The Twinkas Product Line
Twinkas has no retailable products or services, with affiliates only able to market Twinkas affiliate membership itself.
The Twinkas Compensation Plan
The Twinkas compensation plan sees affiliates invest funds on the promise of a 200% ROI.
ROI payments within Twinkas are tracked via a 2×1 matrix, requiring two positions to be filled before a commission is paid out.
In total there are four cycler tiers for Twinkas affiliates to invest in:
- invest ₦5000 and receive a ₦10,000 ROI
- invest ₦10,000 and receive a ₦20,000 ROI
- invest ₦20,000 and receive a ₦40,000 ROI
- invest ₦50,000 and receive a ₦100,000 ROI
The Twinkas website guarantees an affiliate will receive their ROI within 21 days:
Please note that your return on Investment will be on before 21 days (15 Working Days).
Joining Twinkas
Twinkas affiliate membership is tied to an initial investment of between ₦5000 (~$16 USD) and ₦50,000 ($159 USD).
Conclusion
Twinkas combines cash gifting with a cycler Ponzi business model.
Nothing is marketed or sold to retail customers, with new 100% of new affiliate funds used to pay off existing investors.
Rather than acknowledge its financially fraudulent business model, the Twinkas website serves up a whopper of pseudo-compliance nonsense:
TwinKaS is a multi-level social network marketing where people who are willing to help each other voluntarily, will join with their bio-data.
And the registered members of TwinKaS have a unified financial relationship, and this has proven the reason why TwinKaS is not a subject of legal relations and so the TwinKaS community cannot be illegal.
Giving money by one participant to another one is not prohibited by either international or local legal systems.
I don’t know who that baloney is directed to but Ponzi schemes are illegal the world over. Even in Nigeria.
Quite obviously a 200% ROI scam isn’t sustainable, with the majority of investors mathematically guaranteed to lose out once affiliate recruitment dies down.
The Twinkas owners will have preloaded multiple positions prior to launching the scheme, guaranteeing they receive a healthy percentage of invested funds.
Early adopter affiliates get what’s left, with suckers recruited after unlikely to see the promised ROI.
With a three-week guaranteed investment maturity period, the second this changes it will be safe to assume Twinkas is on the verge of collapse.
At 200% a pop, that probably won’t take long.
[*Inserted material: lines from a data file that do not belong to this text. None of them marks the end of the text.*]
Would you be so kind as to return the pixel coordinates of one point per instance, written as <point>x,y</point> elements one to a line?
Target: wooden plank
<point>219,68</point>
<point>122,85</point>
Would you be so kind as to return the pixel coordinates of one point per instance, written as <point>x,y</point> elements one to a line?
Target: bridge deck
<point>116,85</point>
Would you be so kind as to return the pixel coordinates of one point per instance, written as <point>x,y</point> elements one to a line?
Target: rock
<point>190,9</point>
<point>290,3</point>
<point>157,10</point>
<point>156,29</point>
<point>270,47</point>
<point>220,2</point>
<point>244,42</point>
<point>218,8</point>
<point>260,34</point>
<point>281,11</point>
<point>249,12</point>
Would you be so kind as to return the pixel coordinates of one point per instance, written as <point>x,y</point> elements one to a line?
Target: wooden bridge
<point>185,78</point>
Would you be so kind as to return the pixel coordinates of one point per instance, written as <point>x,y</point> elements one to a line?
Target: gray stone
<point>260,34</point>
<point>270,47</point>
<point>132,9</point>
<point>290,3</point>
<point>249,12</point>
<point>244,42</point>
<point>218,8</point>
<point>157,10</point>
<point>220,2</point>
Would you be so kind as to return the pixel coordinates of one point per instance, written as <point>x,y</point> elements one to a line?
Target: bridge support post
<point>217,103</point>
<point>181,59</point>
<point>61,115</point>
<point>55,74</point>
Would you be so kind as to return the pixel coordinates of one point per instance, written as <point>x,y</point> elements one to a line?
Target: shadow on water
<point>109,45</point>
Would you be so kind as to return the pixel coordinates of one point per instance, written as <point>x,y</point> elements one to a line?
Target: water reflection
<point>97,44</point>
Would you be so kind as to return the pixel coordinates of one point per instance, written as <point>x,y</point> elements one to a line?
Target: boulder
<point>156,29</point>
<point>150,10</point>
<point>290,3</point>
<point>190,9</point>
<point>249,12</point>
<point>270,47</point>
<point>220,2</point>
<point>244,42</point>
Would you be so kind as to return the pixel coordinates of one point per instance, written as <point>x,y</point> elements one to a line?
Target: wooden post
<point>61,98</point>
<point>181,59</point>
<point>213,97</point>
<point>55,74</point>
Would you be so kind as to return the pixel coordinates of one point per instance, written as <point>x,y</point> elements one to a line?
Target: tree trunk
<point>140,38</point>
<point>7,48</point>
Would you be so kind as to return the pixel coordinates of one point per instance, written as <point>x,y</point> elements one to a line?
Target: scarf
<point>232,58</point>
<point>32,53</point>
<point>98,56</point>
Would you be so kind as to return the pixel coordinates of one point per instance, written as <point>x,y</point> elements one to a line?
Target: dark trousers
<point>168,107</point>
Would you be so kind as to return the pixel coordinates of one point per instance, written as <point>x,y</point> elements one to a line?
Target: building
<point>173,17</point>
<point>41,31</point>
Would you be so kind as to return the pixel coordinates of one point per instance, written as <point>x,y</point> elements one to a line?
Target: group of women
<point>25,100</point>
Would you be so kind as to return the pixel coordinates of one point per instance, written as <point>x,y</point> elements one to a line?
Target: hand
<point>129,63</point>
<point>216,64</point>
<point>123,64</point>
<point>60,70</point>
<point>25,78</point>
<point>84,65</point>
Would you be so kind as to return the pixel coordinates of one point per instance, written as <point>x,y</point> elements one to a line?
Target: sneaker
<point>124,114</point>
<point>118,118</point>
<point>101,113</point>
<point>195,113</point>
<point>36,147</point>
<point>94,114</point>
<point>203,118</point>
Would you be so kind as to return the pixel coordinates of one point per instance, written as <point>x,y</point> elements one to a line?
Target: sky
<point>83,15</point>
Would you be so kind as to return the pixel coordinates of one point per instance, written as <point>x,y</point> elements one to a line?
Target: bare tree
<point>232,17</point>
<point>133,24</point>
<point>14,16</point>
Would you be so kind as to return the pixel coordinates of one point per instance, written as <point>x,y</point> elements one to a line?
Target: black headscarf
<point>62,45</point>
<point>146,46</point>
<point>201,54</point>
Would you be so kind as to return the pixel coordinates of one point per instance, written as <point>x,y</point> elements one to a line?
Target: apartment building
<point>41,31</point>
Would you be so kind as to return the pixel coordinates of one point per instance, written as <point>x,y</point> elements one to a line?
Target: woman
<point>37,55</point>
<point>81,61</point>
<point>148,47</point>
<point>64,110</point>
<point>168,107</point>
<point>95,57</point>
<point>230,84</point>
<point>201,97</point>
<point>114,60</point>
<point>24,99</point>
Twinkas appears to have launched late last month, with a collapse practically guaranteed either this month or next.
That said there do appear to be a lot of gullible victims in Nigeria who keep falling for Ponzi scams, so Twinkas might last a few months yet.
I’m Nigerian. Obviously this is a scam. Any intelligent person will know that. However Nigerians don’t really care at this point, they just want to get something.
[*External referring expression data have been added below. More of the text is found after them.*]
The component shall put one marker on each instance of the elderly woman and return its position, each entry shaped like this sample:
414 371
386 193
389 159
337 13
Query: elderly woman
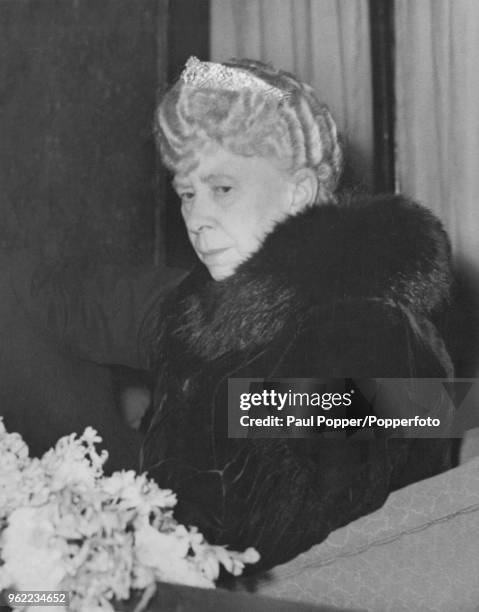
290 283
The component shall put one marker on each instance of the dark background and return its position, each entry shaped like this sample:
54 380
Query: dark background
78 86
79 81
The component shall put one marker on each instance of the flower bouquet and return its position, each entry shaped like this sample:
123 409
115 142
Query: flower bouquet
65 526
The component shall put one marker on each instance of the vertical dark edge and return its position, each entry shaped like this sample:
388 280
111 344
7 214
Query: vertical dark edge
162 44
188 34
381 14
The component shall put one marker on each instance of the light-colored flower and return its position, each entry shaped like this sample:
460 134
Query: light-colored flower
66 526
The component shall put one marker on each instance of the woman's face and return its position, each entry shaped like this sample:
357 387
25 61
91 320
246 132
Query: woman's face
229 204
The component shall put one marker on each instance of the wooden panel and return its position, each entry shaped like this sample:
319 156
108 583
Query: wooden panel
77 158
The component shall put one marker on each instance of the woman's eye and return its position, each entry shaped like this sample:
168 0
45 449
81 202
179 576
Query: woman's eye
186 196
222 189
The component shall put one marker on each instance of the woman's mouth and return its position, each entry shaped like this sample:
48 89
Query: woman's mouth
211 255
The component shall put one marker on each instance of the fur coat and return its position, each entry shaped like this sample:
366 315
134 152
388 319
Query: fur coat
342 290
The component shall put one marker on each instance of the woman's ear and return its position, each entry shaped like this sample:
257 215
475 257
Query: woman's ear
305 188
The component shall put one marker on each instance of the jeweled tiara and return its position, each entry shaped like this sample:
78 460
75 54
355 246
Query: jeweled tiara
216 76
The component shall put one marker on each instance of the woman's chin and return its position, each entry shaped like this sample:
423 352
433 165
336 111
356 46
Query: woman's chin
220 272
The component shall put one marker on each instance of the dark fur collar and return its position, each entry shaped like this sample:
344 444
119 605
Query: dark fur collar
383 248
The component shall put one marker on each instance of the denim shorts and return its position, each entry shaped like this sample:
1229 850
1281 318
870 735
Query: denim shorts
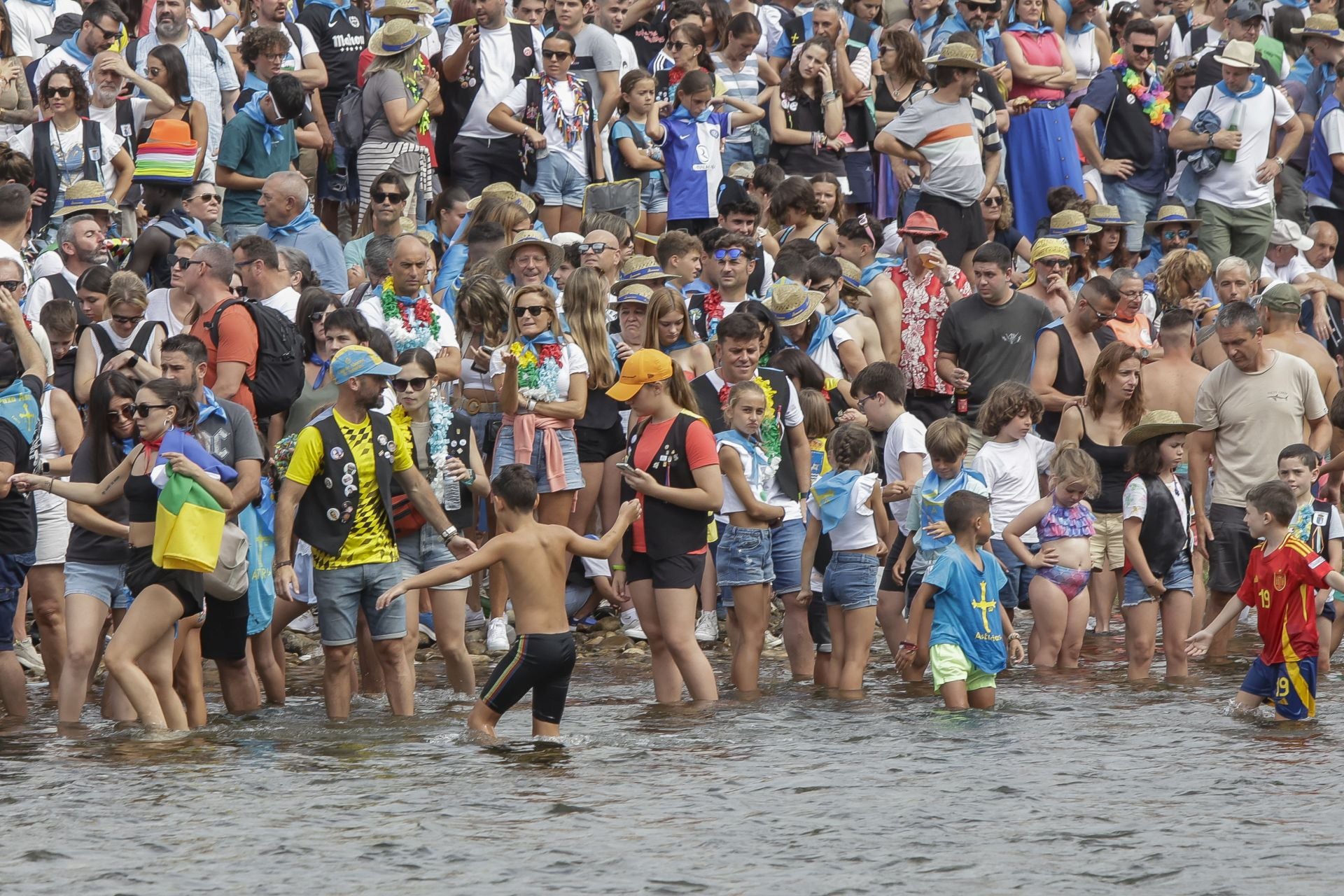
743 556
102 580
424 551
1179 578
851 580
654 198
556 182
569 451
342 593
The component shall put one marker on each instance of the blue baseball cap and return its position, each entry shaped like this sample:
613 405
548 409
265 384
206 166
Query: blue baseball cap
360 360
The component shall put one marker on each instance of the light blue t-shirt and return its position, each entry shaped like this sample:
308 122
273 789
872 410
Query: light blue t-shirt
965 608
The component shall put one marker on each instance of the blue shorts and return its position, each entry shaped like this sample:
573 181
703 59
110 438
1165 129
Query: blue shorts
1289 685
342 593
102 580
743 558
1179 578
851 580
556 182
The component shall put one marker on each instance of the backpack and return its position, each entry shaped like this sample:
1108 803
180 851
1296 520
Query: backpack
280 356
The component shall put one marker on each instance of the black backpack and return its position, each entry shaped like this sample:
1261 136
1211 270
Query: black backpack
280 358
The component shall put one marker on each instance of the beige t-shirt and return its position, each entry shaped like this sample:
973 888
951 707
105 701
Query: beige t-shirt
1254 416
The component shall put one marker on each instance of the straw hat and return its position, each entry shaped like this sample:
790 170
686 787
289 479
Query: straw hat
643 269
792 302
1156 424
85 197
956 55
397 36
554 254
507 192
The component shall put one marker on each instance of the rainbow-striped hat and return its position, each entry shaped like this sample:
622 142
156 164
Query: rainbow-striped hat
168 156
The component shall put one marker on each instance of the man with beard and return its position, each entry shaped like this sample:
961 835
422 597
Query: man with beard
336 496
214 81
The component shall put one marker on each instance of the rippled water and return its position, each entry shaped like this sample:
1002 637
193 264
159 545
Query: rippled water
1078 783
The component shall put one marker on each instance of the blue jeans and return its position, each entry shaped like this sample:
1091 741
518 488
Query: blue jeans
1135 206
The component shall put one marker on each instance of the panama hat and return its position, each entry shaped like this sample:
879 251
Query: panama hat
792 302
507 192
1156 424
397 36
554 254
956 55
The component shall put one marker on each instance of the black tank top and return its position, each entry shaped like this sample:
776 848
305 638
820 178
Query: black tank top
1112 460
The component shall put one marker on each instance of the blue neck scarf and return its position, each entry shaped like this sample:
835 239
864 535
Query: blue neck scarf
71 46
834 492
1257 86
253 111
302 220
20 409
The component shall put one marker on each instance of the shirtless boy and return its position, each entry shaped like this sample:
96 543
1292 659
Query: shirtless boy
536 558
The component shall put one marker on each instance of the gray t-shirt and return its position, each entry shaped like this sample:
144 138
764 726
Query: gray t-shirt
992 343
385 86
594 51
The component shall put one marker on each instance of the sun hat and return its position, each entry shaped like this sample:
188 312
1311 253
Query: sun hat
645 365
1282 298
360 360
507 192
1156 424
792 302
1238 54
956 55
168 156
397 36
1070 223
1288 232
1171 216
554 254
85 197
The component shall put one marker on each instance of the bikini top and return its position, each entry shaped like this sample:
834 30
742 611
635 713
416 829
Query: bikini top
1074 522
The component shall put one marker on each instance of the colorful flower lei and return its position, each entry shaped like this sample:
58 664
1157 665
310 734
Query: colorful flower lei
417 324
538 370
1154 97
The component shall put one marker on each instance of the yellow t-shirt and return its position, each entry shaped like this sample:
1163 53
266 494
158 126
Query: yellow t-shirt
370 538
The economic situation is dire down here. My friend told me about the twinkas site. I told him it wasn’t sustainable but that didn’t deter him and I understood.
Just trying to shed a little light as to why these schemes thrive in Nigeria.
Before I go, in the 90s there were a series of wonder banks in Nigeria doing the same thing. These wonder banks (like “Planwell”) ended up disappearing with people’s funds and life savings.
We had a fair number of suicides back then. The point is that Nigerians are aware but given the situation, they don’t care. Plus, they think that they can somehow beat the system if they are careful.
PS, I’m not a twinka.
I usually argue against schemes like this but I tried it in Jan, 2017, it worked for me with the returns in 7 days and another in 14 days.
The rate of entry is massive and multiple account system allowed makes it inviting. He that is down fear no fall. risk is involved in every venture including this.
lastly, with the display of followers in all the packages, you can tell that people are into it and it will last long e.g from 200,000 people in early jan to 900,000 in early feb only on the 50k plan.
You stole their money. Now who are they going to steal from?
I have provided 5k help to twinkas and today is d 7th day n I can’t gain access to my account, twinkas is fraud.